Brussels, the city of suits
A few years ago I was walking through Brussels with Lithuanian exchange students. They had just arrived from Brussels airport and were devouring the city with their eyes. Smilté, a vivid outgoing girl with a very curious temperament, asked me surprised: “Are all people in Belgium walking around in suits all the time?”
Looking around I realised the first time Brussels was filled with men in suits and picture perfect ladies. Each day thousands of them travel to Brussels to work in one of the local, regional, national or international institutions and firms. Only 1 million people actually live in Brussels. Finding a home in Brussels is challenging: high real estate prices for small living space. For companies the situation is even worse: multinationals fight with the international institutions over the few office space available. There is only one way to get: paying the demanded excessive rents.
Everyone wants to be in Brussels
To explain the massive presence of all the international and national institutions in Brussels there is only one rule to remember: along with powerful institutions come the powerful people and the money.
Let’s start with the Belgian institutions. Belgium is a federal country, with a complicated structure that is hard to explain in a few lines. Basically this means that each of the three language groups in the country (Dutch speaking, French speaking and German speaking) has its own government and parliament. Which means Belgium has seven different governments of which five have their own parliament. The federal government, the Flemish government and the Brussels Capital government all have their institutions and supporting services in Brussels. On top of this, all eleven Belgian political parties have their headquarters in Brussels. Luckily the Wallonian institutions and the German speaking community decided to stay away from Brussels and planted heir institutions in the French speaking part of the country, leaving space for other those who wanting an acre of highly sought after office space.
As Brussels is hometown of the European Union and its institutions (European Commission, European Parliament, the Council, the Committee of Regions, the European Bank, etc.) the city is attractive to other institutions and powerful companies.

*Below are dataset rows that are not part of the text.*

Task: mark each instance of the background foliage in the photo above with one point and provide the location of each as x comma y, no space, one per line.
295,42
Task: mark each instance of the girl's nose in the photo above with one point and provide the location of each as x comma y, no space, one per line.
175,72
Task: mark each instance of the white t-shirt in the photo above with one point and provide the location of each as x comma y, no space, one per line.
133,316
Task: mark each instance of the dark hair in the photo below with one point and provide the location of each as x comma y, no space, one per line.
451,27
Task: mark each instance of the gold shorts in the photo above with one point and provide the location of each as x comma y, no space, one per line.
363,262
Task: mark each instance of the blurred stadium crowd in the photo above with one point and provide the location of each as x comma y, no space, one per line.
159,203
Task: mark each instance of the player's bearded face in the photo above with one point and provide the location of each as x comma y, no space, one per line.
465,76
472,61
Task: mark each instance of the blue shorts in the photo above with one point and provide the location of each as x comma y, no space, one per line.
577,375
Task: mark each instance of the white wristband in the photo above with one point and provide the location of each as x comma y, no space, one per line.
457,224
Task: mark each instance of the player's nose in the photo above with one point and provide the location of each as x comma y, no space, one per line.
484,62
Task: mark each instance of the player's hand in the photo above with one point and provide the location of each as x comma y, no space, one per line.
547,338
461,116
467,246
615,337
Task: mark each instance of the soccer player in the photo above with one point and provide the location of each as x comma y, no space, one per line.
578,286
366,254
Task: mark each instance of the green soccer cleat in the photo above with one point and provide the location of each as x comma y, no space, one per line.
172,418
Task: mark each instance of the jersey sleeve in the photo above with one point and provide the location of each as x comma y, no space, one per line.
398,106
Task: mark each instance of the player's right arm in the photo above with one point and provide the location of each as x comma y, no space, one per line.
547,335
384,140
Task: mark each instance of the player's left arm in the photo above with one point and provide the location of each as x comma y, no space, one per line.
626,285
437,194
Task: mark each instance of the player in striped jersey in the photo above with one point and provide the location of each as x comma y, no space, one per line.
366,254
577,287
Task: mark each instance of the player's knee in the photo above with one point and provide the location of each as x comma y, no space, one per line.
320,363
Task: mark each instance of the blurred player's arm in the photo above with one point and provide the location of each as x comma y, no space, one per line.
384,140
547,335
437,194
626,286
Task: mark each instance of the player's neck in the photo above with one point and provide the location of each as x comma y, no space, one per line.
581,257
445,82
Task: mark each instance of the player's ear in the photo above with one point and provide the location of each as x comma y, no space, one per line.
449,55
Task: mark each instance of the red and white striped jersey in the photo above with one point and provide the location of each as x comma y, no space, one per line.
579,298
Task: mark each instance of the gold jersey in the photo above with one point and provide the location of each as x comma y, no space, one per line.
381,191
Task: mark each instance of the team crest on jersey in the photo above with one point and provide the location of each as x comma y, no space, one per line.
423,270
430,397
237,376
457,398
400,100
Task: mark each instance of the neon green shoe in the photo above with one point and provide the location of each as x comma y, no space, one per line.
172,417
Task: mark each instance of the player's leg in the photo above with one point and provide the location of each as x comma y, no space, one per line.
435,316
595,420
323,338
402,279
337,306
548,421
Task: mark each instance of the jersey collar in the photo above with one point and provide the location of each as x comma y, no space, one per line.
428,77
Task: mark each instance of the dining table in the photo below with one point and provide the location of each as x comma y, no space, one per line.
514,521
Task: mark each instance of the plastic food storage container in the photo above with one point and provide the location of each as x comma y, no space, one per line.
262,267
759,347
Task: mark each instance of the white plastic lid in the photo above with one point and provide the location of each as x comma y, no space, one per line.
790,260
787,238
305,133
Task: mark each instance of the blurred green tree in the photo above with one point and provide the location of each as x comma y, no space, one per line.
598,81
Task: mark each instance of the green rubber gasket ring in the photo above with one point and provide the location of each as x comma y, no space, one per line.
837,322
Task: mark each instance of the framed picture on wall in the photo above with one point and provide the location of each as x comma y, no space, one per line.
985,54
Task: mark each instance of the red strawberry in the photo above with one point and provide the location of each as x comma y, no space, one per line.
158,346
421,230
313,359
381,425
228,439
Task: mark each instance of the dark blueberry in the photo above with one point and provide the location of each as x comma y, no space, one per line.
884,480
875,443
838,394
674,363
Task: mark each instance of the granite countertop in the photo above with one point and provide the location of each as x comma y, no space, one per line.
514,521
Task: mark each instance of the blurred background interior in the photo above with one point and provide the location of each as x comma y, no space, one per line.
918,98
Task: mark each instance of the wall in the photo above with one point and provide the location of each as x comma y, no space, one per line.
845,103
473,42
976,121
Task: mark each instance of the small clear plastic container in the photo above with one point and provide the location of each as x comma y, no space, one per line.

So along with the 18.000 people who are already working for the EU right now, come the 15.000 lobbyists.
Every self-respecting multinational has an office in Brussels, ça fait chic. 5000 lobbyists have an accreditation to freely move around in the European Parliament, whereas there are only 750 members of Parliament. So there are 7 lobbyists for one MEP. Seventy percent of the lobbyists work for an international firm, 20% are society-related organisations such as NGO’s and 10% of them defend the interests of the member states. Recently the Commission proposed to force lobbyists to publish the source of their funds.
But not only firms want to be in the centre of Europe: the headquarters of the NATO are situated in the outskirts of the city, the United Nations have a department in Brussels, the World Bank has an office in the capital of Belgium and 190 embassies wave their flags in Brussels.